In addition to Weibo, there is also WeChat
Please pay attention
WeChat public account
Shulou
2025-02-24 Update From: SLTechnology News&Howtos shulou NAV: SLTechnology News&Howtos > Development >
Share
Shulou(Shulou.com)06/03 Report--
This article introduces the relevant knowledge of "how to use C#+Selenium+ChromeDriver to crawl web pages and simulate real user browsing behavior". In the operation of actual cases, many people will encounter such a dilemma, so let the editor lead you to learn how to deal with these situations.
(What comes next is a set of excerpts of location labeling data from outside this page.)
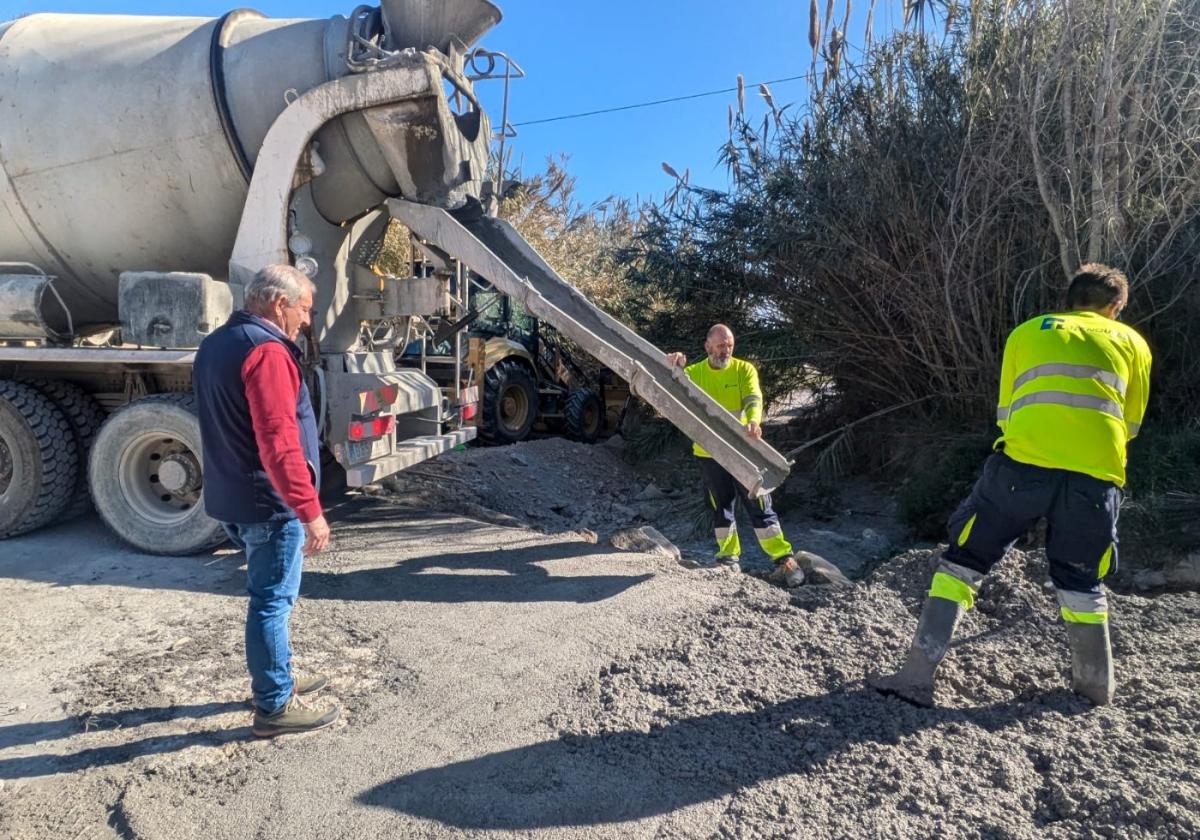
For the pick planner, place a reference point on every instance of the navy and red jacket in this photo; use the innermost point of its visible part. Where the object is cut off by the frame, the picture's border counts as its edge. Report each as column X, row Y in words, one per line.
column 262, row 451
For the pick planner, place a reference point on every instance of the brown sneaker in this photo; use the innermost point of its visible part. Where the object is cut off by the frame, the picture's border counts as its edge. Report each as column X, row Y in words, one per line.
column 303, row 684
column 297, row 715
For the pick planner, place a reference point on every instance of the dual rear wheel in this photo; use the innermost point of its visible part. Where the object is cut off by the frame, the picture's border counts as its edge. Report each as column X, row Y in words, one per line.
column 141, row 467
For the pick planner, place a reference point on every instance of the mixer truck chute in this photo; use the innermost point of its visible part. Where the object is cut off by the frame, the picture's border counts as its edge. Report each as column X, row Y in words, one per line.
column 165, row 161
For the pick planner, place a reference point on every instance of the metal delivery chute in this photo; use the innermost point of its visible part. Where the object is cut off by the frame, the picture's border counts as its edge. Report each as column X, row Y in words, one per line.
column 495, row 250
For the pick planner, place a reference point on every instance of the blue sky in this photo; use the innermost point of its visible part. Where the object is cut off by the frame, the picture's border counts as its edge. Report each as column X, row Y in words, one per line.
column 588, row 55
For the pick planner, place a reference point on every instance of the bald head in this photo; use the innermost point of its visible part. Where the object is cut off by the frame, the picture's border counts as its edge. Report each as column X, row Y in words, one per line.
column 719, row 346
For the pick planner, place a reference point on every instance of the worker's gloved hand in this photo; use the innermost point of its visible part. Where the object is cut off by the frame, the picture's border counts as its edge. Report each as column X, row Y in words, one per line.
column 316, row 535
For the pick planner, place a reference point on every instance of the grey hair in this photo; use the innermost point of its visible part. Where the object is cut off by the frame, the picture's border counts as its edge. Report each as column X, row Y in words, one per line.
column 274, row 282
column 717, row 328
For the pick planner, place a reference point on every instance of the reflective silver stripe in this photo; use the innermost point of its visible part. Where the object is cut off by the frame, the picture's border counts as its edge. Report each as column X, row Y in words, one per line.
column 1073, row 400
column 1083, row 601
column 1075, row 372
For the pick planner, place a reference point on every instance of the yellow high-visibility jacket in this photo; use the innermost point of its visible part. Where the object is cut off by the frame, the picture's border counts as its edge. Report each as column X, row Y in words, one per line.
column 1073, row 391
column 735, row 388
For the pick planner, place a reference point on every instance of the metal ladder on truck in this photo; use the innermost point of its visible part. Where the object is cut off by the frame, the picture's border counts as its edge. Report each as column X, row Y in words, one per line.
column 493, row 249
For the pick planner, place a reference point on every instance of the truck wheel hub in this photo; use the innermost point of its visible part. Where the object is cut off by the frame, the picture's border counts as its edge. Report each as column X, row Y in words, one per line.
column 179, row 473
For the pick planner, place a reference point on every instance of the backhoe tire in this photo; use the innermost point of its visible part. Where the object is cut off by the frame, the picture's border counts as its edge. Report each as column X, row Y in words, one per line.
column 85, row 418
column 145, row 477
column 39, row 461
column 510, row 402
column 583, row 415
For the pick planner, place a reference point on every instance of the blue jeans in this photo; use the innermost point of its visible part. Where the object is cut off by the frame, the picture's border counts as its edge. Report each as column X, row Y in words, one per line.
column 274, row 563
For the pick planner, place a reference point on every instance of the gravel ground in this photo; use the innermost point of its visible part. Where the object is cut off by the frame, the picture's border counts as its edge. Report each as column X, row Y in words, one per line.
column 505, row 682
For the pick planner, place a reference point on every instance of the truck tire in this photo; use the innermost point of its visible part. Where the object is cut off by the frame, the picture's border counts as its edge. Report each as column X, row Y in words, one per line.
column 85, row 417
column 145, row 477
column 583, row 415
column 39, row 462
column 510, row 402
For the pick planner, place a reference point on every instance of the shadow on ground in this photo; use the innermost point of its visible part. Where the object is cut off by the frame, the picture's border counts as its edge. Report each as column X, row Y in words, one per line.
column 588, row 780
column 498, row 575
column 111, row 754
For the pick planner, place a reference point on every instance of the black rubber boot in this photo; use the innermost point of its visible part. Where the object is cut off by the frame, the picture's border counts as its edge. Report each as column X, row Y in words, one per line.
column 1091, row 661
column 915, row 681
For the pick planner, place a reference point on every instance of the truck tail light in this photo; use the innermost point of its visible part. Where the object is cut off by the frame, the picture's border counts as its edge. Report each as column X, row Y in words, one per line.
column 372, row 429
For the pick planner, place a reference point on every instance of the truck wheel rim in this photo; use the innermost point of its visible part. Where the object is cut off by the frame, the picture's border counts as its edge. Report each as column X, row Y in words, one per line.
column 142, row 486
column 514, row 408
column 6, row 467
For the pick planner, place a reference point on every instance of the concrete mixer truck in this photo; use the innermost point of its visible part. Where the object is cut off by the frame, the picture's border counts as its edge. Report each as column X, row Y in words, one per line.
column 150, row 166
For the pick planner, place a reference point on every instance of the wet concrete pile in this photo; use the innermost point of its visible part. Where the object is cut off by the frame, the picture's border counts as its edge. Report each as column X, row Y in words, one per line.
column 761, row 703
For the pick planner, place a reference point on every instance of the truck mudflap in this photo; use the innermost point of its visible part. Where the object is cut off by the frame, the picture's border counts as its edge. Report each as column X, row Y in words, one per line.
column 493, row 249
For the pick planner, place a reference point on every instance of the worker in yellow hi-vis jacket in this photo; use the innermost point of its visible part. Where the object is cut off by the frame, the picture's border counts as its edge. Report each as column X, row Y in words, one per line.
column 733, row 384
column 1073, row 391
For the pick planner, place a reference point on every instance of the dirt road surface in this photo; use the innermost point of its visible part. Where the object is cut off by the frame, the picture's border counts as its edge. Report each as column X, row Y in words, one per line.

I hope you can read it carefully and be able to achieve something!
Background
Selenium is a tool for testing Web applications. The Selenium test runs directly in the browser, just like a real user is working on it. For crawlers, using Selenium to manipulate browsers to crawl data on the Internet must be a killer weapon among crawlers. Here, I will introduce the general use of selenium + Google browser.
Demand
In ordinary crawler development, sometimes the web page is a pile of js code, involving a lot of asynchronous computing, if it is an ordinary http console request, then the source file is a pile of js, you need to assemble the data yourself, which is very laborious; but using Selenium+ChromeDriver can achieve the perfect effect of WYSIWYG.
Mode of realization
Project structure: winform program for ease of use, with nuget package attached
The following is the code for form1.cs, so I'll just put the key method code here. Need to install the latest chrome browser + the chromedriver used in the code is v2.9.248315
Private void crawlingWebFunc ()
{
SetText ("\ r\ nstart trying...")
List surls = new List ()
String path = System.Environment.CurrentDirectory + "\\ Picture url\"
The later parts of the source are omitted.